Interactions among chemical components of Cocoa tea (Camellia ptilophylla Chang), a naturally low caffeine-containing tea species.

In the 1980s, a novel tea species, Cocoa tea (Camellia ptilophylla Chang), was discovered in Southern China with surprisingly low caffeine content (0.2% by dry weight). Although its health promoting characteristics have been known for a while, a very limited amount of scientific research has been focused on Cocoa tea. Herein, a systematic study on Cocoa tea and its chemical components, interactions and bioactivities was performed. YD tea (Yunnan Daye tea, Camellia sinensis), a tea species with a high caffeine content (5.8% by dry weight), was used as a control. By UV-Vis spectrometry, High Performance Liquid Chromatography (HPLC), and Flame Atomic Absorption Spectrometry (FAAS) for chemical composition analysis, C-2 epimeric isomers of tea catechins and theobromine were found to be the major catechins and methylxanthine in Cocoa tea, respectively. More gallated catechins, methylxanthines, and proteins were detected in Cocoa tea compared with YD tea. Moreover, the tendency of major components in Cocoa tea for precipitation was significantly higher than that in YD tea.

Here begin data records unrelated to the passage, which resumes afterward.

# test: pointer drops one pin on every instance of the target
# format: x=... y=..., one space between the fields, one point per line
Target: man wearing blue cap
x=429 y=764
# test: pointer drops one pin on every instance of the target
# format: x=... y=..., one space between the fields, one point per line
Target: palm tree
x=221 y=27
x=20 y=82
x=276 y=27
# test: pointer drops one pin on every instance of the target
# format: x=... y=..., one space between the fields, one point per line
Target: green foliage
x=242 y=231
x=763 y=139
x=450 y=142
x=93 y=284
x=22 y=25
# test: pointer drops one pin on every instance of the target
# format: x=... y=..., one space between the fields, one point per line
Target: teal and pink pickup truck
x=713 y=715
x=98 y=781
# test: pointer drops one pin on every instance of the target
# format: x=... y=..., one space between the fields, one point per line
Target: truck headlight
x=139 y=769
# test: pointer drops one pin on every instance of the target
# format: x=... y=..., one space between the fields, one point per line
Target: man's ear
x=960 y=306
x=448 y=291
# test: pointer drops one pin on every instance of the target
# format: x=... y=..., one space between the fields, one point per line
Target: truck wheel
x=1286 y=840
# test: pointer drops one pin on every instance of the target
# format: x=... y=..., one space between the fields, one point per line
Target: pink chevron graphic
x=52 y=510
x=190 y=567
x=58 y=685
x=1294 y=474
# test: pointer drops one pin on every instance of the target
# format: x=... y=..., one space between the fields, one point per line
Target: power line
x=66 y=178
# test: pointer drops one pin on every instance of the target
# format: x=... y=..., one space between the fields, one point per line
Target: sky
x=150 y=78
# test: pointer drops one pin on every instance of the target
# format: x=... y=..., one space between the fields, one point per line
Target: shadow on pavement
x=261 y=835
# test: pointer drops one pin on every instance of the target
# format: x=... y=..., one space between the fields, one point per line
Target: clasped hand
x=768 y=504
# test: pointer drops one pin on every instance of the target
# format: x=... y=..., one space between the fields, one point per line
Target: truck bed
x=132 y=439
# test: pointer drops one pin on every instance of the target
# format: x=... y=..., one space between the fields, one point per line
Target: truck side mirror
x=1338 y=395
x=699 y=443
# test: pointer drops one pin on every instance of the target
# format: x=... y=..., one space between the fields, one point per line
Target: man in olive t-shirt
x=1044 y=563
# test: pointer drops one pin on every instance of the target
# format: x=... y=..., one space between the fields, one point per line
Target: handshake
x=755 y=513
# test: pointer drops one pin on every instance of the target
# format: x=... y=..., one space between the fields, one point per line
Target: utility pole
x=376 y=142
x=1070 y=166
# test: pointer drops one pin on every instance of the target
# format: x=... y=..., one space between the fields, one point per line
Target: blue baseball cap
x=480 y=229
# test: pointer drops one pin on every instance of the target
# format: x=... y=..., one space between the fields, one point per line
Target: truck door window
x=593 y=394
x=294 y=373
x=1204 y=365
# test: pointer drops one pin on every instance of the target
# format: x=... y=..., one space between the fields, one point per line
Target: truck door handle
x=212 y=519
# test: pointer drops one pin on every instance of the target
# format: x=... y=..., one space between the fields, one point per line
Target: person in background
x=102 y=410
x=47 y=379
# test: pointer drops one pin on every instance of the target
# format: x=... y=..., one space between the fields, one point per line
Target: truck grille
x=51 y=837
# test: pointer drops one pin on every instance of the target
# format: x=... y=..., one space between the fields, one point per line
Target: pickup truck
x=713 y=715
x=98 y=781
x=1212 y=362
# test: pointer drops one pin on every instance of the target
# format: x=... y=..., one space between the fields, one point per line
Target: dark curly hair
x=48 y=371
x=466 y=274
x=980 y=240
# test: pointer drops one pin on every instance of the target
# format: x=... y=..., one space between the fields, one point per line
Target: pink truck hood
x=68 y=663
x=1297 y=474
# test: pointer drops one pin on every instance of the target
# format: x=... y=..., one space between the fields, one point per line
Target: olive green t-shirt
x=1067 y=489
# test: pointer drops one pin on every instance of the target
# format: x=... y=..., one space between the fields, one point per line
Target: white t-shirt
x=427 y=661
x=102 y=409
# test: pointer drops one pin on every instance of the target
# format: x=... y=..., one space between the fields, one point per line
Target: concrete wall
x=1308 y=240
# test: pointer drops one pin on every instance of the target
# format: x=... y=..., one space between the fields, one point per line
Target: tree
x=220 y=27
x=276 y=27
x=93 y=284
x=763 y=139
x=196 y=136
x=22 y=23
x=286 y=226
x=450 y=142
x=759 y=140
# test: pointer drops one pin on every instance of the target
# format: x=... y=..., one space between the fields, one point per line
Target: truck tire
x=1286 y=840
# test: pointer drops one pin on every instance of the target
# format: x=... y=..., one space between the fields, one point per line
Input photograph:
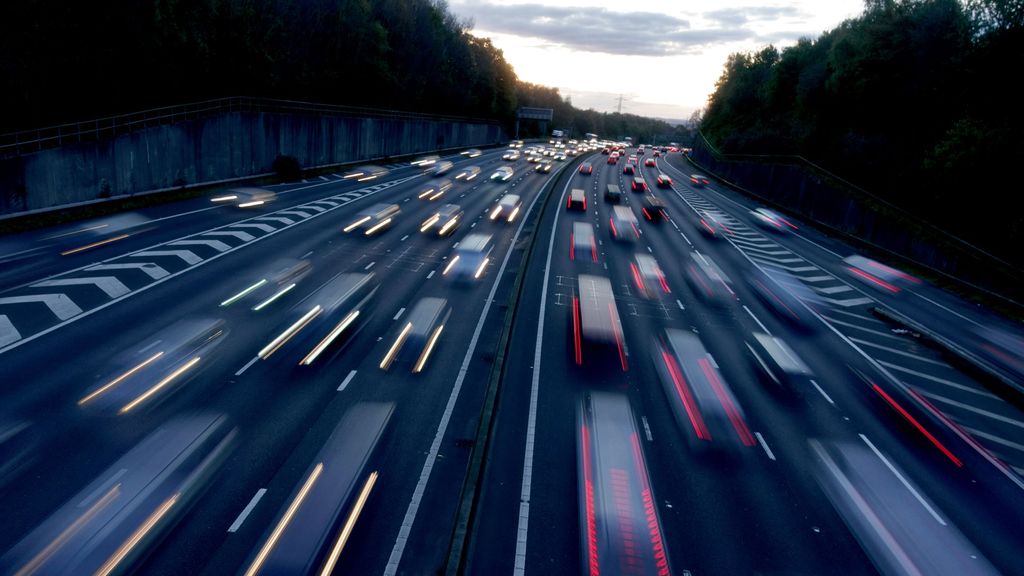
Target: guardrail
x=26 y=141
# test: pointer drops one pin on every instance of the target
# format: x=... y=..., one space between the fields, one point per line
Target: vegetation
x=66 y=60
x=911 y=100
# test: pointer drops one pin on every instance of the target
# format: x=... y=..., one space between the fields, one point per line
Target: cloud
x=599 y=30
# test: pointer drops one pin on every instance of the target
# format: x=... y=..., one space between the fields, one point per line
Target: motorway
x=929 y=440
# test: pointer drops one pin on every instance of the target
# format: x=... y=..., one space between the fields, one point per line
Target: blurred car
x=713 y=224
x=770 y=219
x=281 y=279
x=467 y=173
x=444 y=221
x=596 y=325
x=784 y=295
x=612 y=194
x=435 y=190
x=420 y=333
x=471 y=257
x=878 y=275
x=700 y=399
x=331 y=316
x=578 y=200
x=439 y=168
x=624 y=222
x=366 y=172
x=653 y=208
x=375 y=218
x=708 y=281
x=245 y=197
x=647 y=277
x=508 y=208
x=113 y=524
x=583 y=241
x=777 y=362
x=503 y=173
x=166 y=361
x=313 y=528
x=901 y=535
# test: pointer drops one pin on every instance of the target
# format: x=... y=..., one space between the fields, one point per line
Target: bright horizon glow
x=664 y=56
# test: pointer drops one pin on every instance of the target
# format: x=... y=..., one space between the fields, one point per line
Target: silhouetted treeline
x=911 y=100
x=606 y=125
x=66 y=60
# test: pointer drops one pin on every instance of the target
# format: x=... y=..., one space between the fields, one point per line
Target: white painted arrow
x=215 y=244
x=243 y=236
x=8 y=333
x=109 y=284
x=153 y=270
x=188 y=257
x=59 y=304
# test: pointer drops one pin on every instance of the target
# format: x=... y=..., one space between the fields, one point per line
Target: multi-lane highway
x=165 y=410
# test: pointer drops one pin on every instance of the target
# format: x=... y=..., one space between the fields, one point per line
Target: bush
x=287 y=167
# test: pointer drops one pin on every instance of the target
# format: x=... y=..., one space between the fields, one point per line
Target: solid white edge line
x=756 y=320
x=527 y=466
x=246 y=510
x=347 y=379
x=246 y=367
x=765 y=446
x=902 y=480
x=414 y=505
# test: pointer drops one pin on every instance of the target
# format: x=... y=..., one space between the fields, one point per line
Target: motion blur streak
x=356 y=223
x=94 y=244
x=916 y=424
x=270 y=300
x=120 y=378
x=330 y=338
x=730 y=408
x=112 y=564
x=36 y=563
x=346 y=531
x=428 y=350
x=389 y=357
x=145 y=396
x=287 y=334
x=280 y=529
x=684 y=394
x=243 y=293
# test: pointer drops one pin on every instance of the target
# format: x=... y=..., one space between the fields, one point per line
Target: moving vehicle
x=578 y=200
x=470 y=258
x=419 y=334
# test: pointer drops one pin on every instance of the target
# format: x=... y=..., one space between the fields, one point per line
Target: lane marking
x=348 y=378
x=765 y=445
x=823 y=393
x=246 y=367
x=246 y=510
x=902 y=480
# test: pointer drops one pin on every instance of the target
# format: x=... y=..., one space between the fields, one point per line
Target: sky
x=662 y=56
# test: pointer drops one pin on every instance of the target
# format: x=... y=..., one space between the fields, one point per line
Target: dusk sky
x=663 y=56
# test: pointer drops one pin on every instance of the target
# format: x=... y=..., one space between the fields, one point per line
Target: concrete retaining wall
x=230 y=146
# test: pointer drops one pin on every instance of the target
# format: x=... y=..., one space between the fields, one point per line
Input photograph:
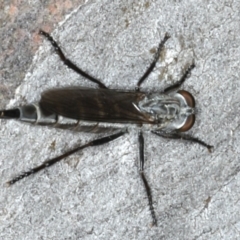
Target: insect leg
x=153 y=64
x=67 y=62
x=176 y=135
x=178 y=84
x=52 y=161
x=146 y=185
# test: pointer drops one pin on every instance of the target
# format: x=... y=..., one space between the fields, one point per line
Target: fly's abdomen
x=30 y=113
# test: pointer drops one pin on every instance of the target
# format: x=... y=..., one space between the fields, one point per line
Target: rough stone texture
x=97 y=193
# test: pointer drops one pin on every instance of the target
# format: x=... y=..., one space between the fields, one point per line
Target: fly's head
x=185 y=118
x=169 y=111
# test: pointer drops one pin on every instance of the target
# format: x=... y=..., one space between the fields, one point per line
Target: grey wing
x=100 y=105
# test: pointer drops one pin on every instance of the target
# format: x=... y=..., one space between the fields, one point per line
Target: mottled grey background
x=97 y=193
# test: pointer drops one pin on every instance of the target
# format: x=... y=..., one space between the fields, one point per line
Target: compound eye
x=191 y=103
x=188 y=97
x=188 y=124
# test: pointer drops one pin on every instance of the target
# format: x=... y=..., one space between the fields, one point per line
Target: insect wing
x=89 y=104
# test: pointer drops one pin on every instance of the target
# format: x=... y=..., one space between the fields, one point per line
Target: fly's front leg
x=153 y=64
x=178 y=84
x=69 y=63
x=52 y=161
x=146 y=185
x=176 y=135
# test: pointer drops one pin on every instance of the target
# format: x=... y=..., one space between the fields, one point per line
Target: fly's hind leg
x=68 y=62
x=52 y=161
x=145 y=182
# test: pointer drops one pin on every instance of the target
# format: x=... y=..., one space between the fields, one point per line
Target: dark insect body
x=166 y=113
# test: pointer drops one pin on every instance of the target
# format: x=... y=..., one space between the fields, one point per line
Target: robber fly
x=167 y=113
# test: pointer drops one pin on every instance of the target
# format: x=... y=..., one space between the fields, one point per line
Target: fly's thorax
x=170 y=111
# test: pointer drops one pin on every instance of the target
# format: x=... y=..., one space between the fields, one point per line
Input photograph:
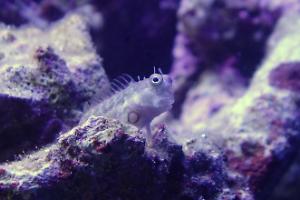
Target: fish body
x=137 y=103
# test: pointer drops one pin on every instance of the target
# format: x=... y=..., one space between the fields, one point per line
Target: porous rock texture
x=237 y=125
x=46 y=80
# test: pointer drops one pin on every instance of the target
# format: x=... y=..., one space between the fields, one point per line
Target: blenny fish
x=136 y=102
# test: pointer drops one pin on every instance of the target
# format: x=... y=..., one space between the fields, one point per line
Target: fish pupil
x=155 y=80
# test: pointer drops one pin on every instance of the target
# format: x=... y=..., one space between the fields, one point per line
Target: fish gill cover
x=219 y=121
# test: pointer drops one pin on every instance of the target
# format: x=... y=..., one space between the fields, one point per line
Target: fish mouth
x=166 y=104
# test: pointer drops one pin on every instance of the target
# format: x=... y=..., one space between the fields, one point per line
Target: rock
x=48 y=77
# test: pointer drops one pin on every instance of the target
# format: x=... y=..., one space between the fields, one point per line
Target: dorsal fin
x=121 y=82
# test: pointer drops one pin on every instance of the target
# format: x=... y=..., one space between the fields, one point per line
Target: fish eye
x=156 y=79
x=133 y=117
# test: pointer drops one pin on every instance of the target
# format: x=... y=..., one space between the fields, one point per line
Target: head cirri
x=136 y=102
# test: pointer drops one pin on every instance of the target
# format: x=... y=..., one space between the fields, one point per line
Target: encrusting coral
x=232 y=137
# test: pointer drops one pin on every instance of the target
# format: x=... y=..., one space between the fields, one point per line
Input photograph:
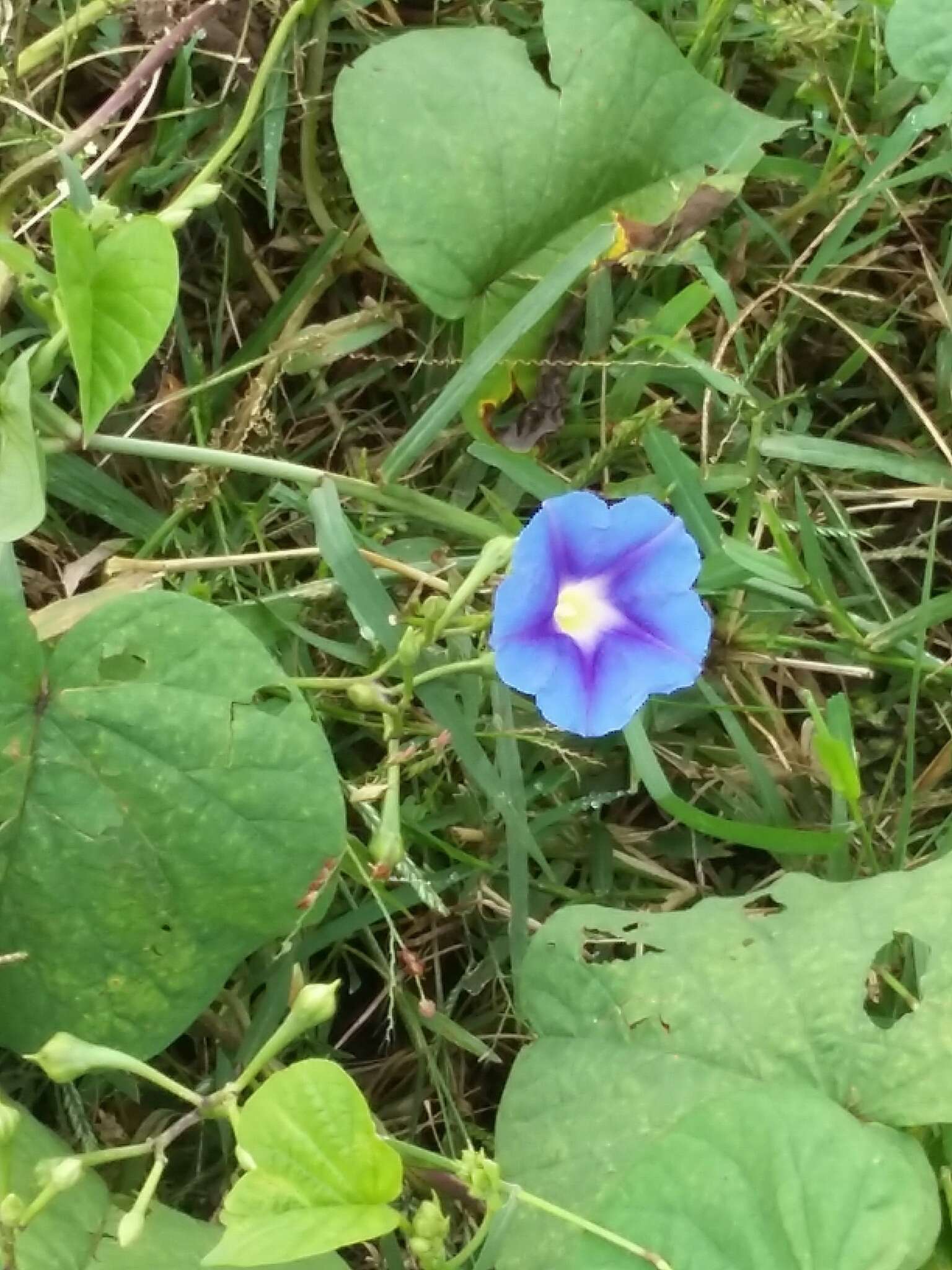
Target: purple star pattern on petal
x=598 y=611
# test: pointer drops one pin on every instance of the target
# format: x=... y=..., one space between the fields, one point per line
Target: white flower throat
x=584 y=613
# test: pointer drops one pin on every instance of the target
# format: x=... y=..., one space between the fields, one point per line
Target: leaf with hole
x=466 y=162
x=691 y=1021
x=64 y=1236
x=161 y=815
x=22 y=466
x=322 y=1176
x=117 y=299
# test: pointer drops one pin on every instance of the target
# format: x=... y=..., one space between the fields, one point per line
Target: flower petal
x=660 y=556
x=674 y=633
x=526 y=664
x=527 y=596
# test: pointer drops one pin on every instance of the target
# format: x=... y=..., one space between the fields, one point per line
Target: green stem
x=531 y=1201
x=249 y=112
x=111 y=1155
x=493 y=558
x=423 y=506
x=475 y=1244
x=482 y=665
x=423 y=1158
x=43 y=48
x=314 y=81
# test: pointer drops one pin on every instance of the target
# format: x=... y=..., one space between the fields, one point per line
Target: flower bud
x=433 y=607
x=130 y=1228
x=430 y=1221
x=12 y=1208
x=368 y=696
x=315 y=1003
x=65 y=1059
x=412 y=644
x=482 y=1175
x=61 y=1174
x=9 y=1123
x=386 y=848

Catechins, methylxanthines, proteins, iron, calcium, and copper were presumed to be the origins of molecular interactions in Cocoa tea and YD tea. The interactions between catechins and methylxanthines were highly related to the galloyl moiety in catechins and methyl groups in methylxanthines. In vitro anti-inflammatory activity assays revealed that Cocoa tea was a more potent inhibitor of nitric oxide (NO) in lipopolysaccharide (LPS)-stimulated macrophage cells (RAW 264.7) than YD tea. This study constructs a solid phytochemical foundation for further research on the mechanisms of molecular interactions and the integrated functions of Cocoa tea.